DANIEL Johns once described Silverchair’s Freak Show as “some kind of dark, high school band skeleton.” But its an album that a generation after its release, still boasts significant meat on its bones.
Last week marked 20 years since Freak Show was released and debuted No.1 on the ARIA charts. In the grand scheme of Silverchair’s celebrated five-album career their sophomore record is often relegated to ugly-duckling status.
It didn’t have the era-defining hits of Frogstomp like Tomorrow and Pure Massacre, the emotional depth of Neon Ballroom, the musical reinvention of Diorama or the quirky originality of Young Modern. However, for many Chair fans the tortured anger of Freak Show remains a treasured edition in the catalogue of Newcastle’s finest musical export.
From the crunching riffs of Slave and Freak, to the gothic orchestration of Cemetery, to the eastern influences of Petrol & Chlorine - Freak Show marked a turning point in Silverchair’s career. A signpost to where they were headed.
The record was written during the maelstrom of their unprecedented initial success. Aged in their mid-teens, the three Merewether friends – Johns (vocals/guitar), Ben Gillies (drums) and Chris Joannou (bass) - were struggling with international stardom and scrutiny, following the success of Frogstomp in 1995, which sold more than 2 million copies in the US alone.
The pressure was immense to deliver another hit. An expectation foreign to other 17-year-olds. Midnight Oil producer Nick Launay was brought in to produce Freak Show, recorded between May and July 1996.

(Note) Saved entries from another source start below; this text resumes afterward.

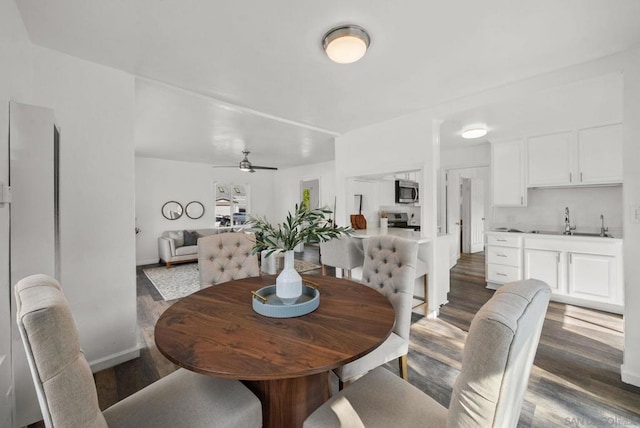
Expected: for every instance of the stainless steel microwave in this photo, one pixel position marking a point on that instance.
(407, 192)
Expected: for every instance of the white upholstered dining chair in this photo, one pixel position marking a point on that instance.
(345, 253)
(489, 391)
(225, 257)
(67, 393)
(389, 267)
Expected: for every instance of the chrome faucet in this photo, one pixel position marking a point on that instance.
(603, 230)
(568, 230)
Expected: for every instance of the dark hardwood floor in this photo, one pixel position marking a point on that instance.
(575, 380)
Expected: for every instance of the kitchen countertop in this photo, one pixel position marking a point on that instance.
(556, 235)
(394, 231)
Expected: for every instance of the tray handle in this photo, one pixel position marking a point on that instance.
(261, 298)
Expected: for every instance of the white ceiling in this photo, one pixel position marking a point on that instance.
(272, 90)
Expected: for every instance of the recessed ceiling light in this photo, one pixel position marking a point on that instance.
(474, 133)
(346, 44)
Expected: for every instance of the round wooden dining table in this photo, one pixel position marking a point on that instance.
(286, 362)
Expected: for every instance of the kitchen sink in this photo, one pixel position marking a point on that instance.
(606, 235)
(587, 234)
(545, 232)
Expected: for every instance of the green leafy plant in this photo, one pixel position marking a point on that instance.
(301, 226)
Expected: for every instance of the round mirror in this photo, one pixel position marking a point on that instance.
(172, 210)
(194, 210)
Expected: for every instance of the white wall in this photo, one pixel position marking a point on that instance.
(465, 157)
(158, 181)
(94, 109)
(287, 187)
(407, 143)
(15, 83)
(631, 202)
(545, 210)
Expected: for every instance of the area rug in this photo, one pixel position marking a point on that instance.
(181, 280)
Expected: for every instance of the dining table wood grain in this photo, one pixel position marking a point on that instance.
(286, 362)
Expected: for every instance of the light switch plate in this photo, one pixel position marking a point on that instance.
(634, 214)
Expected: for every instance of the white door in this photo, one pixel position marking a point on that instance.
(453, 210)
(33, 226)
(475, 222)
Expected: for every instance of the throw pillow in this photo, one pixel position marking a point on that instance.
(190, 238)
(177, 237)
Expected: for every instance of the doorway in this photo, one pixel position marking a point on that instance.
(466, 199)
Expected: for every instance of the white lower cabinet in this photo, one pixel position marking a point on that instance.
(545, 266)
(581, 272)
(503, 258)
(593, 276)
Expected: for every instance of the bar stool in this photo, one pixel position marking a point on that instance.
(422, 270)
(345, 253)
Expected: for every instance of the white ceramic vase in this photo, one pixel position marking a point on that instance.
(289, 282)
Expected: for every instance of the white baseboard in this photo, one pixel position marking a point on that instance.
(628, 377)
(114, 359)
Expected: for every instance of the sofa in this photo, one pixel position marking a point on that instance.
(174, 248)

”We spent a lot more time and were much more involved on this album,” Gillies said at the time. “On the last record we were so young that we didn’t know what was going on.

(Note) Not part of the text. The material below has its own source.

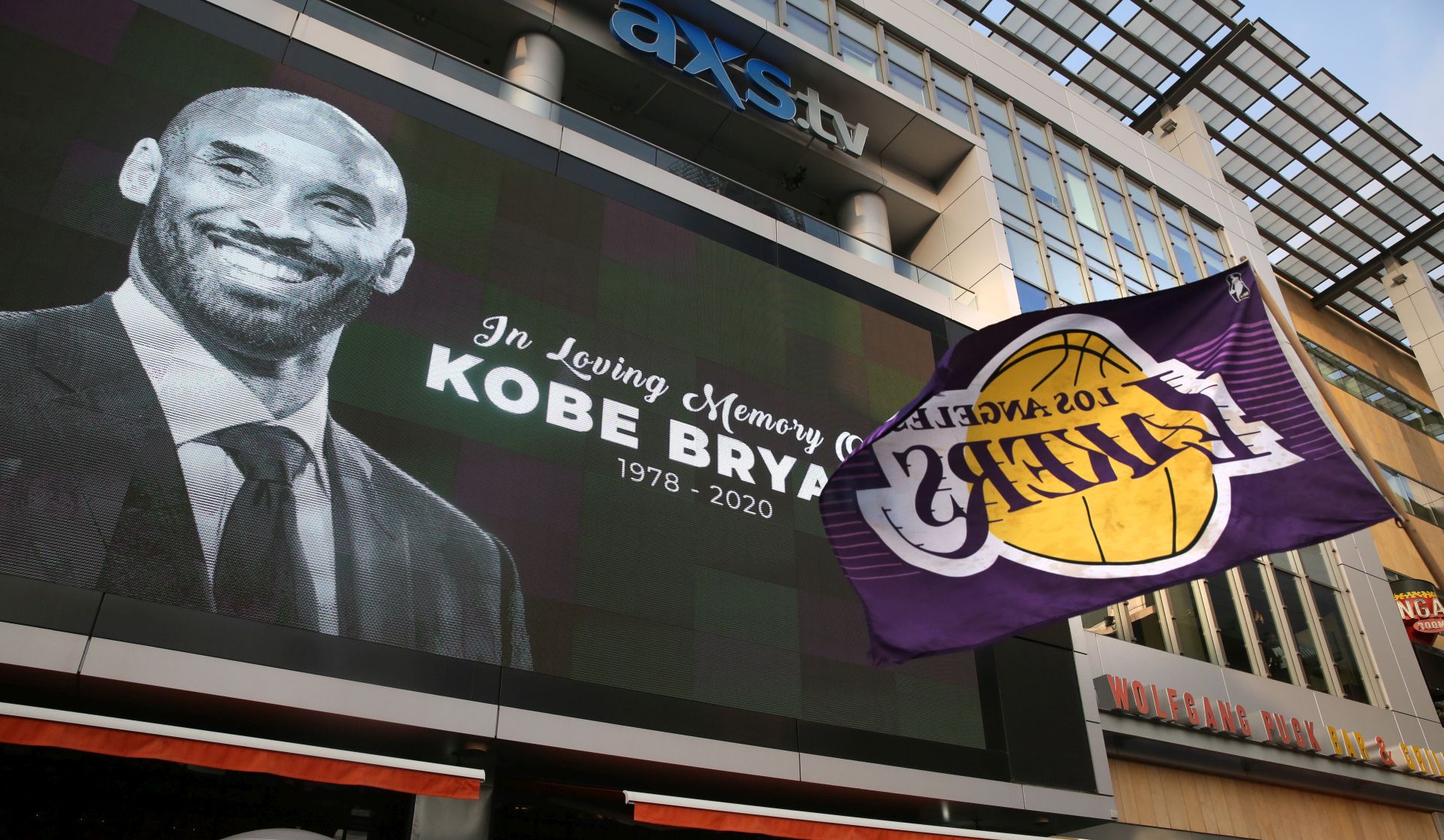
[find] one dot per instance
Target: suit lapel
(375, 584)
(108, 423)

“Now that we’re older, we knew what we wanted, and we knew some of the basics to getting to that.”
The most pressure sat squarely on the chief songwriter Johns. Lyrically, Freak Show articulated the anger and torment the blonde teen idol was experiencing from the cut-throat music industry.
Johns explained the title was derived from Silverchair’s touring experience, which felt like “old freak shows in the ‘40s, just travelling around, doing your show and going to the next town and doing it again.”
From the thrashing opening burst of Slave, Johns’ lyrics summed up his feelings of frustration, “Lived too long now you've come to take me/ to a place where I can die.”
While lead single Freak contained the cringe-worthy rhyme, “No more maybes/your baby's got rabies/sitting on a ball/in the middle of the Andes,” the chorus of “If only I could be as cool as you,” was delivered with venom to every hater who branded Silverchair as “Nirvana in pyjamas.”
“We wanted to make the songs more extreme and different,” Johns said at the time. “So that meant we made the fast songs harder and the slow songs softer. We also experimented with different styles and instruments.”
Those experiments showed the trio had rapidly developed from the distorted Seattle sound of Frogstomp. Abuse Me dabbled in psychedelia with its backward guitar solo, the raga rock-infused Petrol & Chlorine featured tabla and sitar, while the album’s centre piece, the violin-soaked Cemetery, was the first indication that Johns was on the path to becoming one of Australia’s greatest songwriters.
Lesser-known album tracks Pop Song For Us Rejects and the domestic violence-themed Nobody Came also showed Johns was beginning to explore lyrical themes beyond self-loathing and suicide.
Freak Show isn’t without it faults. Two decades on, some of the tracks have aged poorly. Lie To Me is a short burst of bland teenage angst and Learn To Hate only fairs marginally better with his trite chorus of “Take the time to learn to hate/Come and join the mass debate.”
Freak Show went on to deliver three top-10 ARIA singles in Freak (No.1), Abuse Me (No.9) and Cemetery (No.6) and went twice platinum in Australia and sold 620,000 copies in the US.
Creatively, Silverchair reached loftier heights with subsequent albums Neon Ballroom (1999), Diorama (2002) and Young Modern (2007) as they found their own sound, removed from grunge.
Nevertheless, 20 years on it maintains its own freakish charm in body and soul.